Airport project and eye center approved to receive federal stimulus money

April 19, 2010|By HEATHER KEELS

WASHINGTON COUNTY -- A new hangar and office building at Hagerstown Regional Airport and an eye center in Hagerstown have been approved for a total of $11.95 million in tax-exempt federal stimulus bonds.

The projects were recommended for the bonds by a task force of four Hagerstown-Washington County Economic Development Commission members. The Washington County Commissioners approved the projects April 13.

The county was allocated about $13.9 million worth of Recovery Zone Facility Bonds to distribute to qualifying private development projects.

The hangar and office building are being built by Rider Jet Center for lease to Sierra Nevada Corp., which expects to add 80 employees to its work force with the completion of the hangar and 100 more employees when the three-story, 34,000-square-foot office building is finished, according to a proposal cover letter from Rider Jet Center President David R. Rider.

The hangar was approved for a $3.2 million bond and the office building for a $3.5 million bond.


Bergman Eye Center LLC, which has offices in Hagerstown and Williamsport, applied for a $5.25 million bond for the acquisition, construction, or renovation and equipping of a 20,000-square-foot building in Hagerstown to be used as a medical office and surgery facility, according to a cover letter from Erik A. Bergman.

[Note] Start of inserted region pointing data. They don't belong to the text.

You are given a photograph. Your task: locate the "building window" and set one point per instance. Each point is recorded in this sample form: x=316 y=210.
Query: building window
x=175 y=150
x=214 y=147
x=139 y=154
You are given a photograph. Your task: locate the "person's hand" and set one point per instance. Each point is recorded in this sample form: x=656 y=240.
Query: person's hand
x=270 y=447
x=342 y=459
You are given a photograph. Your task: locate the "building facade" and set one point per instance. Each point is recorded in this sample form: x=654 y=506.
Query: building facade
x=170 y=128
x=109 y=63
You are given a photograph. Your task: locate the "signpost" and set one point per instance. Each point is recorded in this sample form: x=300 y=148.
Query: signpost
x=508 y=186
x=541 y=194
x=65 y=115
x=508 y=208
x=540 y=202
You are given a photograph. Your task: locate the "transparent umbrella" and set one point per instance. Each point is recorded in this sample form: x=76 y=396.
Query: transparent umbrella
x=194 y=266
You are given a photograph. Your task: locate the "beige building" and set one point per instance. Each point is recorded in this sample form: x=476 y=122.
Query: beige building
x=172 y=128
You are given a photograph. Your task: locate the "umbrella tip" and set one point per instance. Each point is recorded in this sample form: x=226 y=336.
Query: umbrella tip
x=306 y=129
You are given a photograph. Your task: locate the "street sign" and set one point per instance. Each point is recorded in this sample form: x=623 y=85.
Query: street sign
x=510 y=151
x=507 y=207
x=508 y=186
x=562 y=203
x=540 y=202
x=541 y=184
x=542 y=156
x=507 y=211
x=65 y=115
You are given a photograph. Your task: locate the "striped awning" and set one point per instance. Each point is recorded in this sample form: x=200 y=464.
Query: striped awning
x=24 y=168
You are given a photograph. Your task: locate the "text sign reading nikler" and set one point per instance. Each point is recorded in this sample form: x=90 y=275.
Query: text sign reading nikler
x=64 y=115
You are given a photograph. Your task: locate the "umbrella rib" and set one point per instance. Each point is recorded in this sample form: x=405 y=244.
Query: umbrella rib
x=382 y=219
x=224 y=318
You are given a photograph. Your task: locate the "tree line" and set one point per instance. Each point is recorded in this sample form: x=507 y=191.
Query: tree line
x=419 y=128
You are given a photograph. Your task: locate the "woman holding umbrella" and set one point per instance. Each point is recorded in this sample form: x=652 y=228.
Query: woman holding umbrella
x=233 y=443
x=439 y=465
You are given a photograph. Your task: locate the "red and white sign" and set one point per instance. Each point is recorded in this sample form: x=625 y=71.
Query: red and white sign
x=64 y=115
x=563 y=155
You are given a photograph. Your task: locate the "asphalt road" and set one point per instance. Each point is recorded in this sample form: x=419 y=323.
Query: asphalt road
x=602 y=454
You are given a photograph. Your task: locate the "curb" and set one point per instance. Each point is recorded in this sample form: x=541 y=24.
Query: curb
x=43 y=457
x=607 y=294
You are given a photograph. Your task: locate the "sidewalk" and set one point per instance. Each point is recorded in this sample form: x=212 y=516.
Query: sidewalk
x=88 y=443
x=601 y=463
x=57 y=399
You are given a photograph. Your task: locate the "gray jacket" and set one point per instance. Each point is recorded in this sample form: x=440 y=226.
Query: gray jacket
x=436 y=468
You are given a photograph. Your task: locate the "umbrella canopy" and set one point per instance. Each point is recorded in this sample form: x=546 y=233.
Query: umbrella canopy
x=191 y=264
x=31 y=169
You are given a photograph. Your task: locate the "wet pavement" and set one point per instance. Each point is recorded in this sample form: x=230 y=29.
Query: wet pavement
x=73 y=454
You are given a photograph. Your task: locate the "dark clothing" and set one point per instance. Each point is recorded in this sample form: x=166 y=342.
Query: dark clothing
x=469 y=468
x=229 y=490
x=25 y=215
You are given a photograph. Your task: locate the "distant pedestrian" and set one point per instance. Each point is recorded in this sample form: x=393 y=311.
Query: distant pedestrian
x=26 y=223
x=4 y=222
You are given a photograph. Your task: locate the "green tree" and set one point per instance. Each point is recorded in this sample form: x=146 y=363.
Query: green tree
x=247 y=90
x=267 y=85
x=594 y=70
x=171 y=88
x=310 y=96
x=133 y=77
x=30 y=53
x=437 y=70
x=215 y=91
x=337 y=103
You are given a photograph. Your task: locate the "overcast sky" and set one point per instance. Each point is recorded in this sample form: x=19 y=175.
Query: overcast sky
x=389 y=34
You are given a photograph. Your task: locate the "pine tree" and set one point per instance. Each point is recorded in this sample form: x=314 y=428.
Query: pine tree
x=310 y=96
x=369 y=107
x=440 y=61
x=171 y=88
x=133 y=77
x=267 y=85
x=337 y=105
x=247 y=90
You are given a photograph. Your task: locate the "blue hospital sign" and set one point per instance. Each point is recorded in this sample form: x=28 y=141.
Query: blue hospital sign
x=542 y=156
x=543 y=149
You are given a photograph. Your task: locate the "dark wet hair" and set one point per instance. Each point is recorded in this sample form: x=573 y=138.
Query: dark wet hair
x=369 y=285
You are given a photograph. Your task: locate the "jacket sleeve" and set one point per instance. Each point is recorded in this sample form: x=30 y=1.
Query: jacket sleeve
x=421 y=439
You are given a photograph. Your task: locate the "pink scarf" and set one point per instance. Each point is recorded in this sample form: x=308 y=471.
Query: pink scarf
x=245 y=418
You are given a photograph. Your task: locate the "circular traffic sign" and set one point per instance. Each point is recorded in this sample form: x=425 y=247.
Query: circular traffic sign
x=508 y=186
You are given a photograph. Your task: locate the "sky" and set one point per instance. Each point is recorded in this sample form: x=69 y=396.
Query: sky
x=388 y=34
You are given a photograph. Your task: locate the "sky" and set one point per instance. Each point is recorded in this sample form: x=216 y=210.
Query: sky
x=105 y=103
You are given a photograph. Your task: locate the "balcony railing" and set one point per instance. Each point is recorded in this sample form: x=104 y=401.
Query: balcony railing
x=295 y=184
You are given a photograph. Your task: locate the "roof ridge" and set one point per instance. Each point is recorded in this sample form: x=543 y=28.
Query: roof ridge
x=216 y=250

The commissioners approved the eye center bond contingent on the company securing a site for the project by May 12. The company is considering sites on Venture Way, Eastern Boulevard and in the Friendship Park area, Bergman wrote.

The center is to include 14 exam rooms, an ambulatory surgery center with one operating room and one procedure room for the performance of cataract and other eye surgeries, a new optical shop with displays and a medical spa, Bergman wrote.

The company expects to transfer 23 employees from its existing location to the new center and hire about 13 additional employees, he wrote.

The only other application submitted was from developers Morris and Ash Azadi for a bowling alley project, EDC Executive Director Timothy R. Troxell said. They later withdrew the request because the project did not meet the eligibility criteria, he said.

The bonds were created as part of the American Recovery and Reinvestment Act passed by Congress in February 2009. They are available for certain types of projects in designated recovery zones.

The EDC will continue to accept applications for its remaining $2 million in bonds, Troxell said. He said it was likely that additional bond money, unused by other counties, eventually would become available.